The while’s conditional expression is not restricted to a simple test as in the example above; it can be as complicated as you like as long as it produces a true or false result. You will even see code where the loop has no body, just a bare semicolon:

while(/* Do a lot here */)
 ;

In these cases, the programmer has written the conditional expression not only to perform the test but also to do the work.

do-while

The form of do-while is

do
    statement
while(expression); 

The do-while is different from the while because the statement always executes at least once, even if the expression evaluates to false the first time.

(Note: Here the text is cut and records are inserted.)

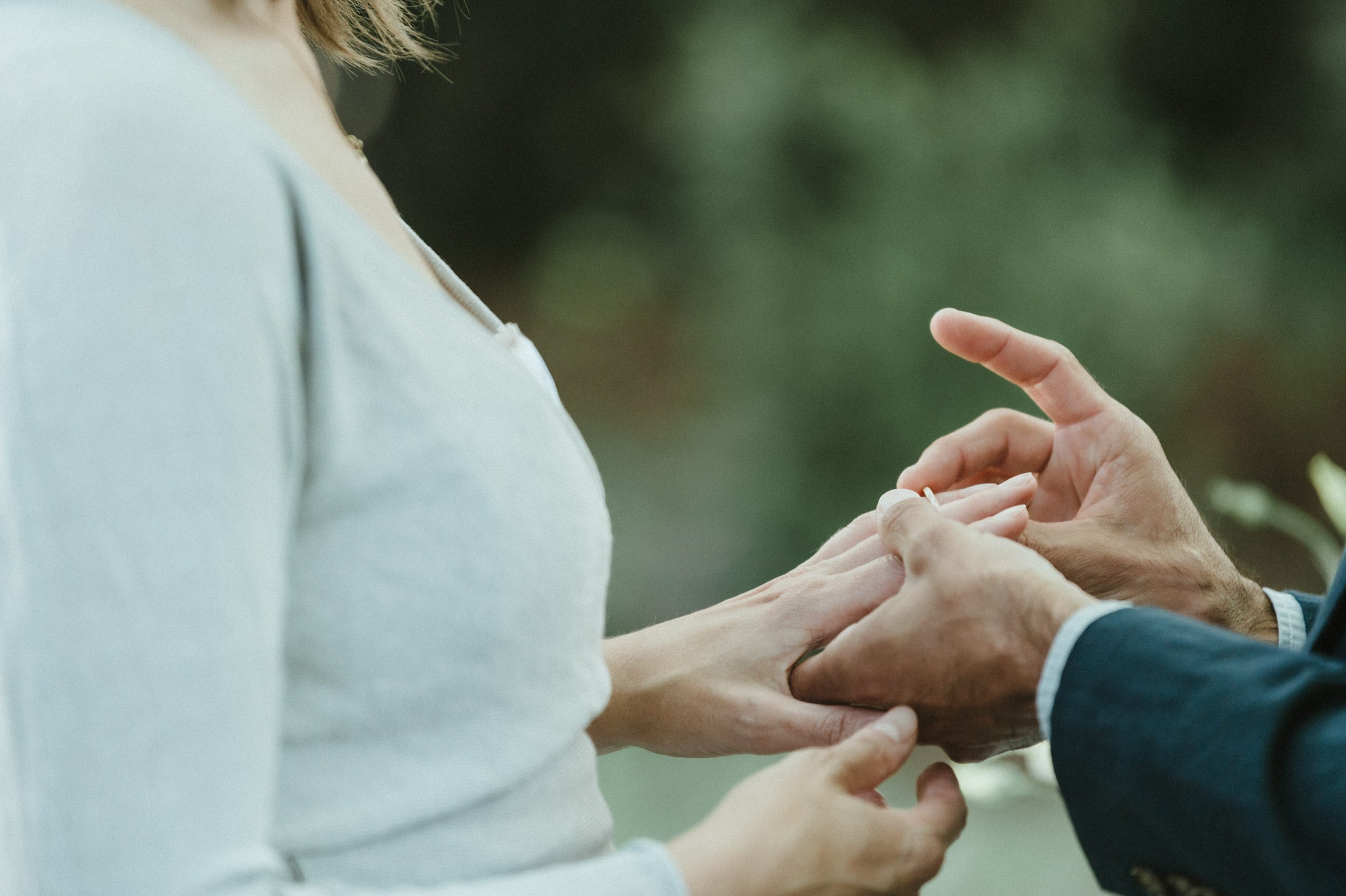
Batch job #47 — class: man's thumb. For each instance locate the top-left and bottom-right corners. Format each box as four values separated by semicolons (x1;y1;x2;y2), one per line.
828;706;917;794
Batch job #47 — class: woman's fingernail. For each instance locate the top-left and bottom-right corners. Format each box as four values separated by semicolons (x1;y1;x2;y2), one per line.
879;488;921;510
992;505;1028;519
870;706;917;744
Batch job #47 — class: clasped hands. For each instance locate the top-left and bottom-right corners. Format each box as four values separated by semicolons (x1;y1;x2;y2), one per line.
590;310;1278;896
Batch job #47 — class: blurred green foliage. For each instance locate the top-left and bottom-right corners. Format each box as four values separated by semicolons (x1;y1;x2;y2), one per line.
343;0;1346;629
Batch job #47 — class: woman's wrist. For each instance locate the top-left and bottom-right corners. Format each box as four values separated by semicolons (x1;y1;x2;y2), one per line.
588;632;648;753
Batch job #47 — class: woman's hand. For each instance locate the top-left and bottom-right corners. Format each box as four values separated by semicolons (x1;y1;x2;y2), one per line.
590;476;1036;756
669;706;968;896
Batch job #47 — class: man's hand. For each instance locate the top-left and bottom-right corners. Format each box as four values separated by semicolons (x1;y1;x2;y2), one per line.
898;308;1278;642
590;476;1038;756
790;498;1093;761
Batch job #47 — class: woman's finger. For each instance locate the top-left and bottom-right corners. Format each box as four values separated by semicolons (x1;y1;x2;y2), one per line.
940;473;1038;523
898;408;1057;491
751;694;883;756
807;510;879;562
936;476;1003;505
968;505;1028;541
909;763;968;846
824;706;917;794
807;549;907;632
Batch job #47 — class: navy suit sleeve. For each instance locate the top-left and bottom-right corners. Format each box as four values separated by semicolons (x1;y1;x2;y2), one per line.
1051;608;1346;896
1286;591;1323;631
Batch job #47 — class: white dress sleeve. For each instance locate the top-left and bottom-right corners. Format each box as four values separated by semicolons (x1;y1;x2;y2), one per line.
0;27;684;896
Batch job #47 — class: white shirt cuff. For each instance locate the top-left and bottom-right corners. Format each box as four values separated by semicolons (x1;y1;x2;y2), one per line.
1263;588;1308;650
1038;600;1131;739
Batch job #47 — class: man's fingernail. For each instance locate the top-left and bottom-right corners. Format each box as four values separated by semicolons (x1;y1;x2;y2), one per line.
879;488;920;511
870;706;917;743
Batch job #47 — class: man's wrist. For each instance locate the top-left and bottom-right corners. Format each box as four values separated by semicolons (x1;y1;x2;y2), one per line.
1036;600;1131;739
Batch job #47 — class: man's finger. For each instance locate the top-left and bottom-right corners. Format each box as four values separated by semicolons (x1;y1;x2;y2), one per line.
940;473;1038;523
930;308;1108;425
825;706;917;794
968;505;1028;541
898;408;1057;491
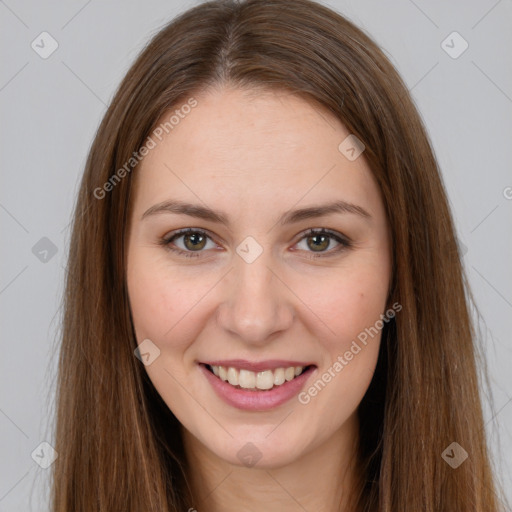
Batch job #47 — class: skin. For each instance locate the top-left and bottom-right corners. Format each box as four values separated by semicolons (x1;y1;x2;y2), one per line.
127;87;391;512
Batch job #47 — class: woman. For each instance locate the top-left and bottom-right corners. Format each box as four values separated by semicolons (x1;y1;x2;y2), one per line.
53;0;506;512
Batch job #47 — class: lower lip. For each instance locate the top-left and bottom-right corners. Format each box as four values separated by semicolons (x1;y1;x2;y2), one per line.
199;364;316;411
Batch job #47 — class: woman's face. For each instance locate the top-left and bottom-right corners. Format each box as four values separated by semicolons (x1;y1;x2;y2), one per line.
127;89;391;468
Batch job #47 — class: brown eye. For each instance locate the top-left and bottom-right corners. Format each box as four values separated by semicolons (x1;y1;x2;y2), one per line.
183;233;206;251
307;235;332;252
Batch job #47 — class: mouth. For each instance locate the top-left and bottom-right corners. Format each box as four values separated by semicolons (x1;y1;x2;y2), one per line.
205;364;314;392
198;361;318;411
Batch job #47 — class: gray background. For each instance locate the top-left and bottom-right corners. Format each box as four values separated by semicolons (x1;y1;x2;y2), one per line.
0;0;512;512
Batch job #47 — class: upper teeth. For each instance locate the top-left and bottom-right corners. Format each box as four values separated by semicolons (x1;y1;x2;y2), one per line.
211;365;305;389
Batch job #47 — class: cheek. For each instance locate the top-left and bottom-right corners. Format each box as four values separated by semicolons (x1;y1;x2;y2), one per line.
128;251;207;350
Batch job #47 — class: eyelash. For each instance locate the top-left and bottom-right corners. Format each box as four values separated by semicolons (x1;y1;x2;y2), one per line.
159;228;352;259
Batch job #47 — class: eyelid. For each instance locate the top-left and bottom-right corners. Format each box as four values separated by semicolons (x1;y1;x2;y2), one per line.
159;228;353;259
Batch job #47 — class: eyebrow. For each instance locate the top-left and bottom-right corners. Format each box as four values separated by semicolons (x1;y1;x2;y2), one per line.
141;199;372;226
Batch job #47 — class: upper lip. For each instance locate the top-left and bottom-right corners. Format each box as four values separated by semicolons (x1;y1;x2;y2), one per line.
201;359;314;372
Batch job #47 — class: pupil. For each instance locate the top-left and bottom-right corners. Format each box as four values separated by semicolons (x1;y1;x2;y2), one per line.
310;235;329;249
185;233;204;249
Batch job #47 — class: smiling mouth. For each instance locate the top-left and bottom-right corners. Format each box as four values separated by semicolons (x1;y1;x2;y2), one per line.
204;364;314;391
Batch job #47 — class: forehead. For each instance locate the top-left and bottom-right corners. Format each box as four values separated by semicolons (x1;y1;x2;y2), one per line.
137;88;378;216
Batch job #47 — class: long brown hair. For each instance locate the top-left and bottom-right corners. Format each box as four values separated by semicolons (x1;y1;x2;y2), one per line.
52;0;506;512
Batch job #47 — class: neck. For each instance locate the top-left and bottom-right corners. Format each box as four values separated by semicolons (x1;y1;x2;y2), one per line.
182;413;360;512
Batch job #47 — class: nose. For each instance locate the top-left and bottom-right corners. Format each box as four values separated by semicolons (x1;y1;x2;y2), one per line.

In a regular while, if the conditional is false the first time the statement never executes.

If a do-while is used in Guess.cpp, the variable guess does not need an initial dummy value, since it is initialized by the cin statement before it is tested:

//: C03:Guess2.cpp
// The guess program using do-while
#include <iostream>
using namespace std;

int main() {
  int secret = 15;
  int guess; // No initialization needed here
  do {
    cout << "guess the number: ";
    cin >> guess; // Initialization happens
  }   while(guess != secret);
  cout << "You got it!" << endl;
} ///:~

For some reason, most programmers tend to avoid do-while and just work with while.

for

A for loop performs initialization before the first iteration. Then it performs conditional testing and, at the end of each iteration, some form of “stepping.” The form of the for loop is:

for(initialization; conditional; step)
 statement

Any of the expressions initialization, conditional, or step may be empty. The initialization code executes once at the very beginning. The conditional is tested before each iteration (if it evaluates to false at the beginning, the statement never executes). At the end of each loop, the step executes.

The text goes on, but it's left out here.